The Supreme Court ruled that Rogers is entitled to its reasonable costs of that process, but said it was not a given that the company can recoup the $100 an hour it claimed. The court ordered the Federal Court motion judge who first dealt with the matter to determine what reasonable amount Rogers is actually entitled to.

“This is an important win for our customers and millions of internet subscribers facing open season on their personal information,” David Watt, senior vice-president of regulatory affairs at Rogers, said in a statement.

Ken Clark, who represented Voltage in the case, said his client had no comment on the case or whether it would continue to pursue the reverse class action against 55,000 individuals. In court filings, the company argued that paying the full amount quoted by Rogers to identify each person would cost C$8-million, which Voltage said was likely an “insurmountable barrier."

The Federal Court of Appeal previously ruled that Rogers must incur the entire cost of identifying users and Bram Abramson, a lawyer who represented the Canadian Internet Policy and Public Interest Clinic (CIPPIC), which intervened in the case, said the Supreme Court decision “restores balance” to the system.

He said the ruling was also important because the court expressed a commitment to privacy rights. However, Mr. Abramson noted that much uncertainty remains in the notice-and-notice regime and that one-off court cases will continue to crop up in the absence of a broader solution. The regime came into force in 2015 and the federal government has the right to pass regulations − such as whether ISPs can charge a fee for sending the notices or what the notices can say − but has not done so.

“Creators obviously have a right to make money from their work, but it’s a question of what’s effective and what makes sense. You know, we should all wear seat belts but we don’t station police officers in cars to make sure we do it at all times,” Mr. Abramson said.

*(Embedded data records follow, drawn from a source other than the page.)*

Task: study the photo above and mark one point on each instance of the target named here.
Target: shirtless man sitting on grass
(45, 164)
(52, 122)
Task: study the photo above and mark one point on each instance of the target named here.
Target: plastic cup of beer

Graham Honsa, an intellectual property lawyer with Wilson Lue LLP in Toronto, said it is too soon to tell whether this is truly a win for Rogers and other ISPs because the motions judge could determine that a vast majority of their claimed expenses are not “reasonable” for copyright holders to cover.

However, he said, “I think it does make it harder to sue 55,000 people,” noting that even if the judge allows only a nominal amount such as $1 per subscriber, it would cost at least $55,000 for a party like Voltage to begin a class action.